Historical Background

This week, while I was in staff meeting, I was struck by a brilliant idea. It wasn’t really that brilliant, but it got me thinking about how I interpret the Bible and how my interpretation affects my teaching. 

When I was in high school, my grandparents bought a house in the country. It’s a cool house in the middle of nowhere Indiana. It wasn’t always so cool. When they bought it, it was disgusting. They had to put so much time, work, and money into making it livable. Now it is livable and they just love being there. 

The house didn’t have a garage at first. Grandpa decided that they needed to have one so that they could store stuff in the garage. They had the master plan. Someone came and poured the concrete. Everything was ready for the framers. 

Those framers just happened to be me and my parents. 

That work/vacation was a blast. I learned how to frame a garage by putting up the studs, and nailing everything in place. We put the walls up. Then we made and inserted the ceiling beams so that we could put on the roof. Once we had the ceiling framed, we placed sheets of plywood on them so that we could walk around. 

Once we completed all that work, we were ready for framing the roof. It was so hard. I never realized how much work went into putting a garage together. It was just a garage. I can’t imagine how hard a house would be to put together. My family and I argued how to build the roof’s frame. We had to get the angle and the height right otherwise we wouldn’t have a roof. It took us 2-3 days just to get all the figuring done before we were able to finish the roof. 

It was hard work, but it was needed. 

The frame had to be right, otherwise the garage would have fallen. We could think that we had it all right all we wanted. However, when we started to put it all together, it was obvious that our frame was wrong. 

The foundation and framework on a garage and house are so important. 

Imagine how hard it would be to build a house without walls or a roof. 

Imagine how hard it would be to interpret Scripture without a framework. 

In staff meeting, we were reading John 6. There Jesus tells a huge group of people that He is the bread of life. We in the meeting read it together and then talked about what jumped out to us. It was a great discussion. Everyone had great insights. It was a humbling discussion where we all tried to deepen each other. 

However, I left dissatisfied. 

It wasn’t anyone’s fault and no one said anything to bug me. I agreed with almost everything that everyone said. 

So how could I be frustrated? 

I was frustrated, because I was basing my interpretation of that text based on my understanding of life today. I didn’t view it through the lens of their way of life 2,000 years ago. 

I made the bread of life about me. 

I injected my systems of postmodernity and my way of semi-urban life into an agrarian life. I forgot the history. Historical context though is huge. 

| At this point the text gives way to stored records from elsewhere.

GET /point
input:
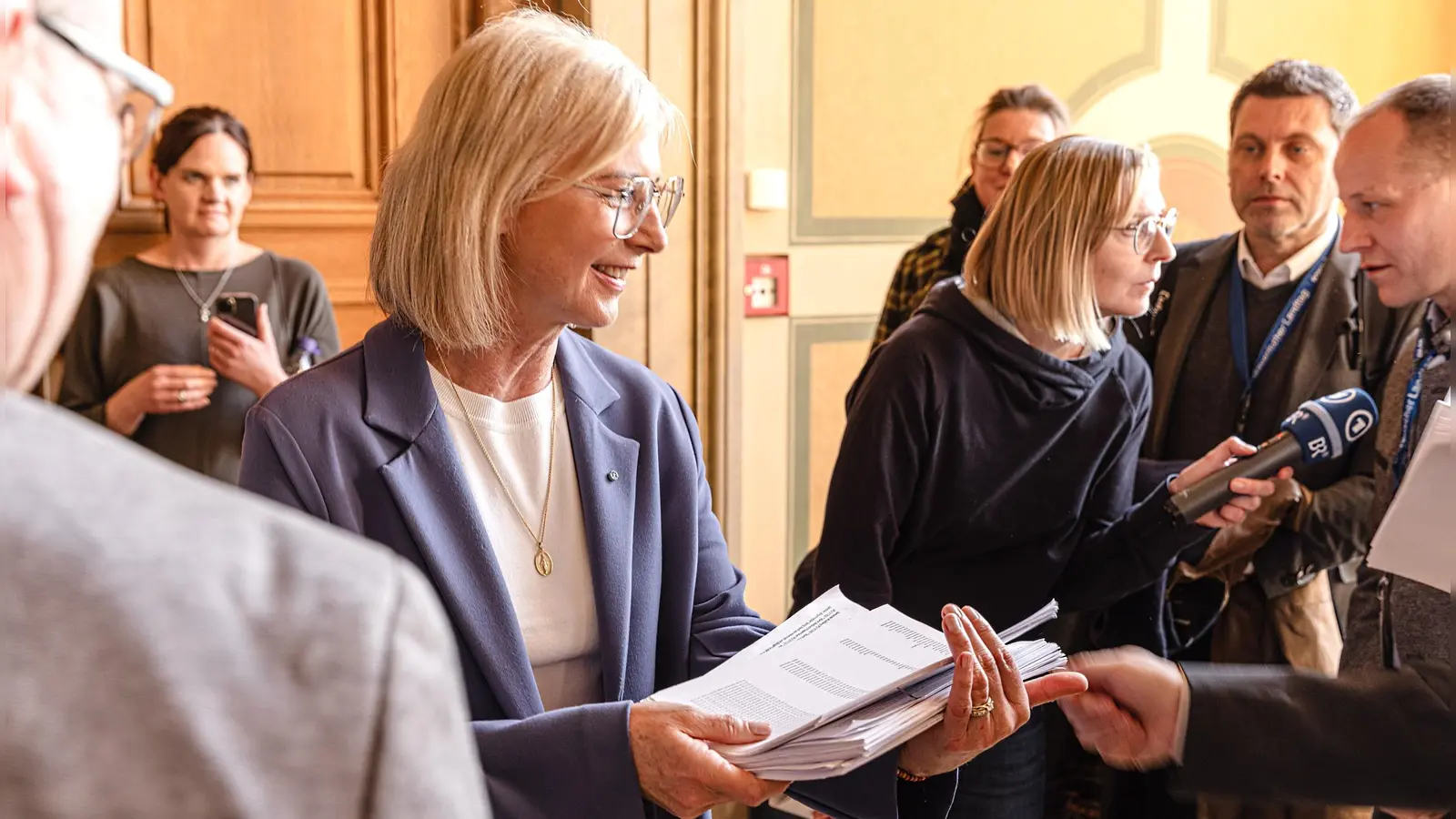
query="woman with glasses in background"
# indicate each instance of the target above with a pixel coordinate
(172, 346)
(992, 442)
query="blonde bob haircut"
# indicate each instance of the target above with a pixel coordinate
(1034, 258)
(524, 108)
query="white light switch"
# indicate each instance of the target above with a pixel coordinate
(768, 188)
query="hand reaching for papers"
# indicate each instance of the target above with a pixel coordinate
(676, 767)
(985, 672)
(1130, 713)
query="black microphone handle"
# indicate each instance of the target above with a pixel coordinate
(1213, 491)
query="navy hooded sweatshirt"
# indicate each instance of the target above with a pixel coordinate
(977, 470)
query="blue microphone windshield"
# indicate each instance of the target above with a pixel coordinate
(1325, 428)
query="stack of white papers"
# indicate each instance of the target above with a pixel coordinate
(841, 685)
(1416, 538)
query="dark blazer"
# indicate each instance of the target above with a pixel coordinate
(1331, 358)
(361, 443)
(1376, 738)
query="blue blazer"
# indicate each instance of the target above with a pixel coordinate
(361, 442)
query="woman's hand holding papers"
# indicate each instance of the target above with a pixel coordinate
(676, 767)
(985, 672)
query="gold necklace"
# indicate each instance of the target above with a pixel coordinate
(543, 562)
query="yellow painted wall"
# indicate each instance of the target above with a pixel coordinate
(870, 104)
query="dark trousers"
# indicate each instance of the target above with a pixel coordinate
(1006, 782)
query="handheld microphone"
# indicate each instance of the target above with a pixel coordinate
(1320, 430)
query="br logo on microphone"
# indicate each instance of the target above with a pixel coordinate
(1318, 450)
(1359, 424)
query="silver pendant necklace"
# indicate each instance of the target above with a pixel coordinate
(204, 308)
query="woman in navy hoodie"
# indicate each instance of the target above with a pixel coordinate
(992, 442)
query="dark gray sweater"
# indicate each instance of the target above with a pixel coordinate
(136, 315)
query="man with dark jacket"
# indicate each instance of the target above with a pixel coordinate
(1383, 732)
(1307, 319)
(1244, 329)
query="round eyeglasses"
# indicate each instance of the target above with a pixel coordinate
(637, 197)
(1147, 230)
(145, 95)
(994, 153)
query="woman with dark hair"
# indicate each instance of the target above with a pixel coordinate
(174, 346)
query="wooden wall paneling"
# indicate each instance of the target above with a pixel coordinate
(673, 283)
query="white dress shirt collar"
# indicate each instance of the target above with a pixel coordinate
(1293, 267)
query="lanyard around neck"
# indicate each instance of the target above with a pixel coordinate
(1279, 334)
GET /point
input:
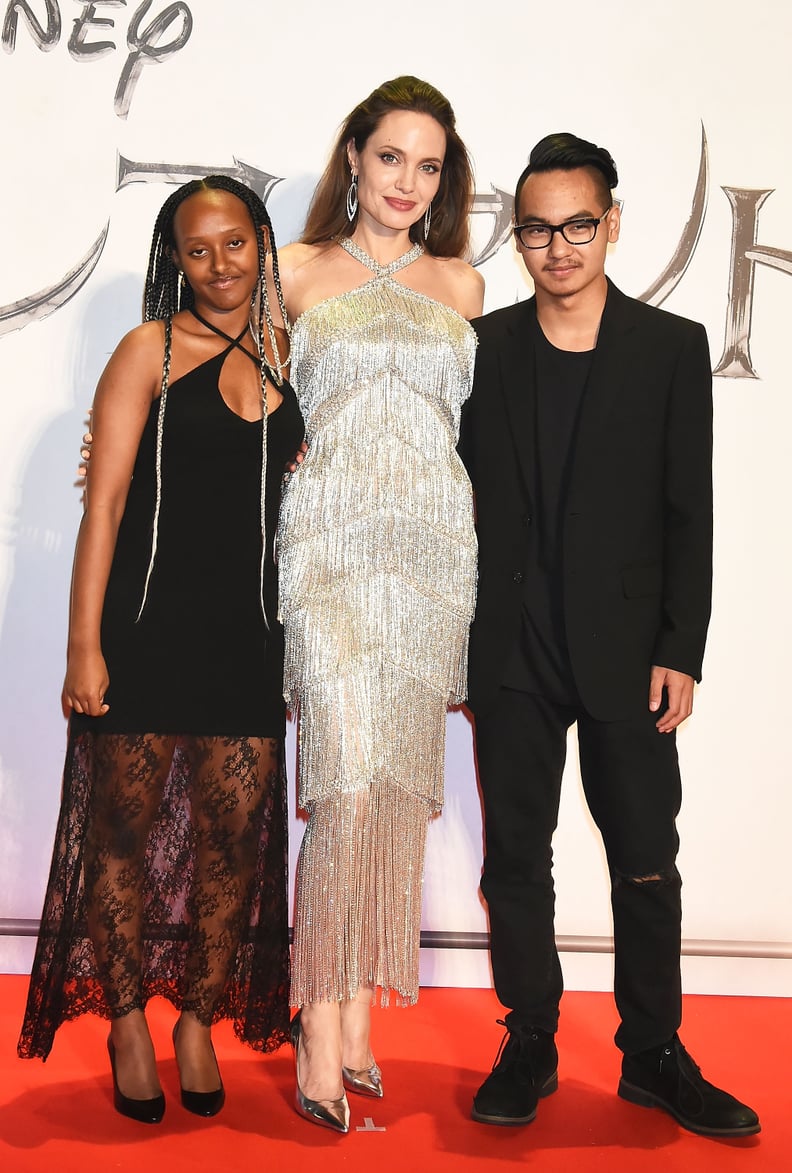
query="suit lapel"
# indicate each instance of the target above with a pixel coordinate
(608, 374)
(518, 368)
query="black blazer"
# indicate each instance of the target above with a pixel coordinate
(637, 526)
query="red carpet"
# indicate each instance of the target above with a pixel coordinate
(59, 1116)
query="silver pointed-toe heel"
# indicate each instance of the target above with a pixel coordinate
(329, 1113)
(365, 1082)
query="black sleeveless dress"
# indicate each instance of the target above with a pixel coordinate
(201, 660)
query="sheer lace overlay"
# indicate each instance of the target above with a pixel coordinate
(168, 877)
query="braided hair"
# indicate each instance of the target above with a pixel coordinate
(166, 292)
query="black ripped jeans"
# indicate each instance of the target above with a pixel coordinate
(630, 778)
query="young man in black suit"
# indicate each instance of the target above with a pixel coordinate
(588, 441)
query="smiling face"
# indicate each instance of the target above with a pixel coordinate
(398, 169)
(217, 250)
(564, 270)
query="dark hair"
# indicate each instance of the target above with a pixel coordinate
(567, 153)
(167, 292)
(449, 234)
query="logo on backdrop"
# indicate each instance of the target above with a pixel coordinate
(746, 253)
(89, 39)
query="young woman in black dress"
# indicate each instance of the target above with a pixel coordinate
(169, 869)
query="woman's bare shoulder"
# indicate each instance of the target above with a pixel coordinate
(464, 285)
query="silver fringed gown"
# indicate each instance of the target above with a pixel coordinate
(377, 570)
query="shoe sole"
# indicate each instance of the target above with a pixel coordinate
(645, 1099)
(513, 1121)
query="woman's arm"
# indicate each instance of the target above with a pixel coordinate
(121, 406)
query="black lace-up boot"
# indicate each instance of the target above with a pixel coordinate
(526, 1070)
(667, 1077)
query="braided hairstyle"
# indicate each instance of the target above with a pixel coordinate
(167, 291)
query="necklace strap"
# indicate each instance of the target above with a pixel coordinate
(235, 341)
(360, 255)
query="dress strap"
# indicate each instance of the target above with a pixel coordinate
(235, 341)
(360, 255)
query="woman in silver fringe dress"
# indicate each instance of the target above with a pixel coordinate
(377, 562)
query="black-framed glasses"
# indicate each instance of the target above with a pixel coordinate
(577, 231)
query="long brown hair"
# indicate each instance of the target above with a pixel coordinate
(449, 234)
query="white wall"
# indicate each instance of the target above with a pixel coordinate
(268, 86)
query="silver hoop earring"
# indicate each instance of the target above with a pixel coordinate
(352, 199)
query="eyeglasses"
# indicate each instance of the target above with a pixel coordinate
(577, 231)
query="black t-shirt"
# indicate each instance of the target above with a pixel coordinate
(541, 662)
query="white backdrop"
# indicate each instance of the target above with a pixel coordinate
(87, 108)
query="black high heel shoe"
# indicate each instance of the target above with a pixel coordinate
(149, 1111)
(329, 1113)
(201, 1103)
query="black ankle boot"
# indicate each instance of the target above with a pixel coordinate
(667, 1077)
(526, 1070)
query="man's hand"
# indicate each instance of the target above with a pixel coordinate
(299, 456)
(679, 687)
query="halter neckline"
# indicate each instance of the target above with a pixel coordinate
(360, 255)
(235, 341)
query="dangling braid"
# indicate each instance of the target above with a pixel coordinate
(166, 292)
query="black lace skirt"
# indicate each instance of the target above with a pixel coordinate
(65, 978)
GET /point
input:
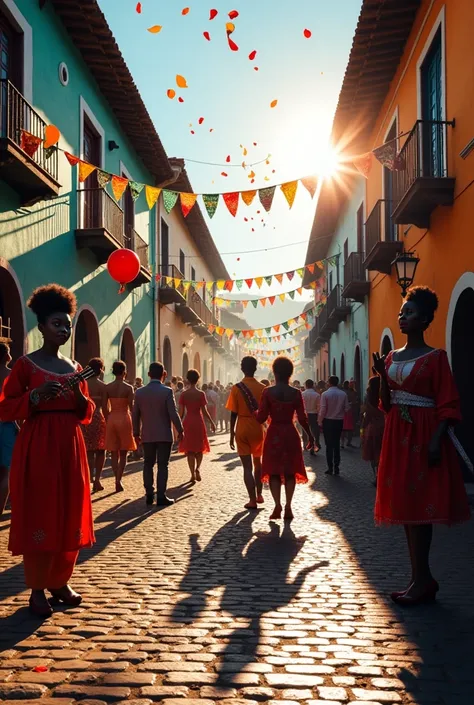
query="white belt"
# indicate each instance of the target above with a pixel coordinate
(404, 400)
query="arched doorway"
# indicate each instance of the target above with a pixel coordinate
(12, 316)
(185, 364)
(127, 354)
(86, 337)
(462, 339)
(343, 368)
(167, 357)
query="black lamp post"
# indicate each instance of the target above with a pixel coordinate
(406, 264)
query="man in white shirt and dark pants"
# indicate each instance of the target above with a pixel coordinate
(333, 407)
(311, 400)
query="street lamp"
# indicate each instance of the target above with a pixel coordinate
(406, 264)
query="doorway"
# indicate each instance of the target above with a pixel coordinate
(462, 339)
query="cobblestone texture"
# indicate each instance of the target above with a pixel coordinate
(205, 604)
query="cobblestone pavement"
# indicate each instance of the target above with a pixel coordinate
(205, 603)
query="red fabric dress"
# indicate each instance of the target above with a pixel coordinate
(49, 477)
(195, 435)
(408, 490)
(282, 453)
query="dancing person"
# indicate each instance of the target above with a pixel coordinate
(282, 455)
(333, 407)
(193, 409)
(154, 415)
(51, 512)
(119, 434)
(373, 424)
(419, 478)
(8, 429)
(243, 402)
(312, 401)
(94, 433)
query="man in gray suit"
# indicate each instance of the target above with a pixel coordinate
(153, 413)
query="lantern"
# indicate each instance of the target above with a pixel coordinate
(123, 266)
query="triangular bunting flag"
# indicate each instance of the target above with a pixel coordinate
(85, 170)
(248, 196)
(311, 184)
(232, 202)
(135, 189)
(266, 197)
(187, 202)
(289, 191)
(211, 201)
(119, 184)
(152, 194)
(169, 200)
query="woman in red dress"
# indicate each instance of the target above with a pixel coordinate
(51, 512)
(419, 477)
(282, 454)
(192, 406)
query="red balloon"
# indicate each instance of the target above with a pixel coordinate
(123, 266)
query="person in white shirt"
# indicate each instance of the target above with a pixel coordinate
(312, 400)
(333, 407)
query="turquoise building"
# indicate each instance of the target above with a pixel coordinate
(60, 65)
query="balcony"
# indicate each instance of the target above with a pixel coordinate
(102, 231)
(356, 286)
(421, 182)
(169, 294)
(381, 243)
(33, 178)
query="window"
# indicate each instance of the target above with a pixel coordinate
(165, 248)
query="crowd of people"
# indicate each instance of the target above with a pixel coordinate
(55, 430)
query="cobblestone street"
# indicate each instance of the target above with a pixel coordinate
(204, 601)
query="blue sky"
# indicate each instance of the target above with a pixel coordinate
(304, 75)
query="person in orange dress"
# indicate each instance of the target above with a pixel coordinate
(193, 409)
(51, 512)
(243, 402)
(282, 454)
(119, 431)
(419, 477)
(94, 433)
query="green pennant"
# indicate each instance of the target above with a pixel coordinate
(211, 201)
(169, 200)
(135, 189)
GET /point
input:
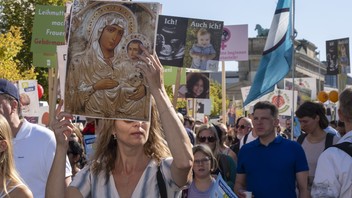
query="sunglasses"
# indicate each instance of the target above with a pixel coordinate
(210, 139)
(240, 126)
(201, 161)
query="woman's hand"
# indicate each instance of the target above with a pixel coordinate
(62, 126)
(153, 70)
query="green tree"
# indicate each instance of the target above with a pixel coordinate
(10, 44)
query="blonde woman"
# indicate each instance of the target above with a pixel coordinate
(11, 185)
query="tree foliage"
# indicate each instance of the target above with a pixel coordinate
(20, 13)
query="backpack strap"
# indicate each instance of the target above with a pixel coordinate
(329, 140)
(345, 146)
(161, 184)
(224, 167)
(300, 138)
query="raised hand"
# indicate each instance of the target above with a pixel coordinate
(62, 126)
(153, 71)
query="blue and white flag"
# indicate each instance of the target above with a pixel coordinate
(277, 56)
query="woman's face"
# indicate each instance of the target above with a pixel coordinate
(202, 165)
(110, 37)
(132, 133)
(198, 88)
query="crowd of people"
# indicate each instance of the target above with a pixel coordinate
(173, 156)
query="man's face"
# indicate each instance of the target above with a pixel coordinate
(264, 123)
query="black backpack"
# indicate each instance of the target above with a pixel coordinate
(328, 140)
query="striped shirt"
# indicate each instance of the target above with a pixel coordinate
(95, 186)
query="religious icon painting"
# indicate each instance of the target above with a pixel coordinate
(102, 78)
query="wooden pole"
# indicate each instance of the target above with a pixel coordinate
(223, 82)
(53, 84)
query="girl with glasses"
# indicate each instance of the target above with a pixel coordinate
(206, 134)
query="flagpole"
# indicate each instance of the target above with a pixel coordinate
(293, 36)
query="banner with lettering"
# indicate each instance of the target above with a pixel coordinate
(48, 28)
(234, 43)
(188, 42)
(171, 40)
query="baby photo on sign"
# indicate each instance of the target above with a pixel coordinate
(102, 79)
(203, 44)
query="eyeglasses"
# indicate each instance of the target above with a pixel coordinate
(202, 161)
(210, 139)
(240, 126)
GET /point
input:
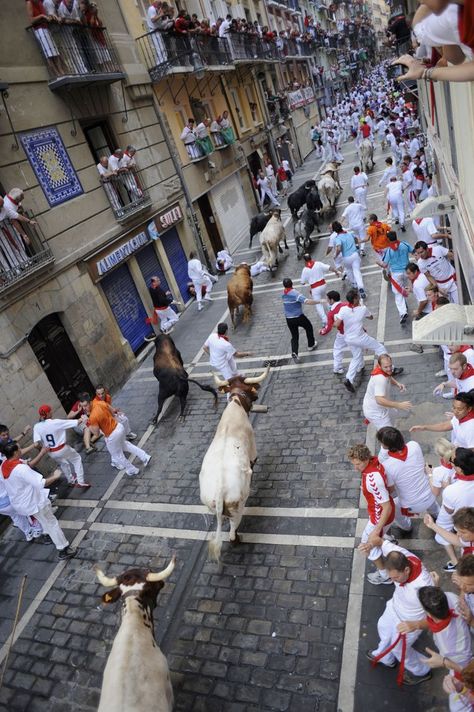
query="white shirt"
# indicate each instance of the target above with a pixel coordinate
(25, 488)
(316, 273)
(196, 271)
(378, 385)
(221, 353)
(353, 319)
(437, 264)
(355, 215)
(52, 431)
(406, 604)
(408, 477)
(424, 230)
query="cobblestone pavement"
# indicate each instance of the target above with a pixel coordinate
(284, 622)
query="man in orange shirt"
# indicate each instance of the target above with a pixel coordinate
(101, 418)
(377, 234)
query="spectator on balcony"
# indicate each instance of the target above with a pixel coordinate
(40, 19)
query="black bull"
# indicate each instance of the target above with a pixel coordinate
(168, 369)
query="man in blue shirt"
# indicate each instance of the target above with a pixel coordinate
(293, 307)
(395, 259)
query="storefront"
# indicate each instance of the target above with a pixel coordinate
(124, 271)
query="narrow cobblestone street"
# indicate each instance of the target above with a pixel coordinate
(283, 623)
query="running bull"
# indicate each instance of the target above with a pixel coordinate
(168, 369)
(136, 676)
(226, 470)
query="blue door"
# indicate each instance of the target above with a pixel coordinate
(177, 259)
(127, 307)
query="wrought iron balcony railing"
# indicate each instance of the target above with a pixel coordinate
(77, 54)
(126, 193)
(23, 251)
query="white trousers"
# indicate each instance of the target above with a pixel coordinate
(400, 301)
(167, 318)
(51, 526)
(338, 349)
(70, 463)
(198, 284)
(116, 445)
(360, 196)
(398, 210)
(352, 267)
(320, 293)
(387, 629)
(357, 347)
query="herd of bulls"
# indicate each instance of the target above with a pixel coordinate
(136, 677)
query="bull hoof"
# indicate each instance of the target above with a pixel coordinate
(236, 541)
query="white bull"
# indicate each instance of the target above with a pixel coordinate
(270, 238)
(366, 155)
(136, 676)
(226, 470)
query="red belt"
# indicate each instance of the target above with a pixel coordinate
(442, 281)
(58, 447)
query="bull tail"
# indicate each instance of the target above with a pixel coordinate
(215, 544)
(209, 389)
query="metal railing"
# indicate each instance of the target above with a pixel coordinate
(23, 250)
(126, 193)
(76, 53)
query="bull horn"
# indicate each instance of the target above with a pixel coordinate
(258, 379)
(103, 579)
(161, 575)
(219, 383)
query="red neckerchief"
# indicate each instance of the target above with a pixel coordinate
(8, 466)
(415, 569)
(438, 626)
(400, 455)
(467, 373)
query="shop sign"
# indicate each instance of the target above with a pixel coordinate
(121, 253)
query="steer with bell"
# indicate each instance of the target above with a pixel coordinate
(226, 470)
(136, 676)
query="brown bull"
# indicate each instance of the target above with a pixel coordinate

Without amazing background work and without the framework that everything Jesus said stands upon and within, how in the world am I supposed to understand what Jesus said and how it was received?

Here’s the idea - 

If I went to Bible College, and i struggle with probing the historical context and making sure that it is a huge part of my interpretation of Scripture, how in the world is a jr. high and high school student going to interpret Scripture through that lens? 

 

They won’t...

 

 

unless we teach them and more importantly model it. 

Historical context is huge. The Bible was written to real people who had real issues and struggles. They had a culture that was full of the inside jokes, and idioms that we can only begin to understand. We are so removed from that world. Things have changed. We have changed. Our understanding of the world has changed. We can’t just read the text and go, oh that makes perfect sense. 

Its hard,

The Bible is super complexed. The world in which we live in is complex now and I am sure that it was then. People had to try to make sense of the world. They couldn’t, so that came up with gods. The gods must cause all this stuff because we can’t explain it any other way. That was the culture of the Ancient Near East. Jesus was later born into that framework. 

I want to study so that I can see the text the way the first hearers and readers saw the text. 

Impossible? yes to a point

But I am going to try. 

Dad and I were in a car going to visit an intern from LCU. We had a discussion about teaching while we were there. It bothered me. That student didn’t study much and they were trying to teach high school kids about Jesus and the world that He lived it. On the way back in the car, dad and I debriefed our conversation with the student and his mentor. Together we discovered an important truth in teaching. 

The more time that we are removed from the actual events, the more that we must study in order to understand them they way that they were meant to be understood. 

Thats the importance of framework. 

Your house needs a strong one, shouldn’t your Bible study?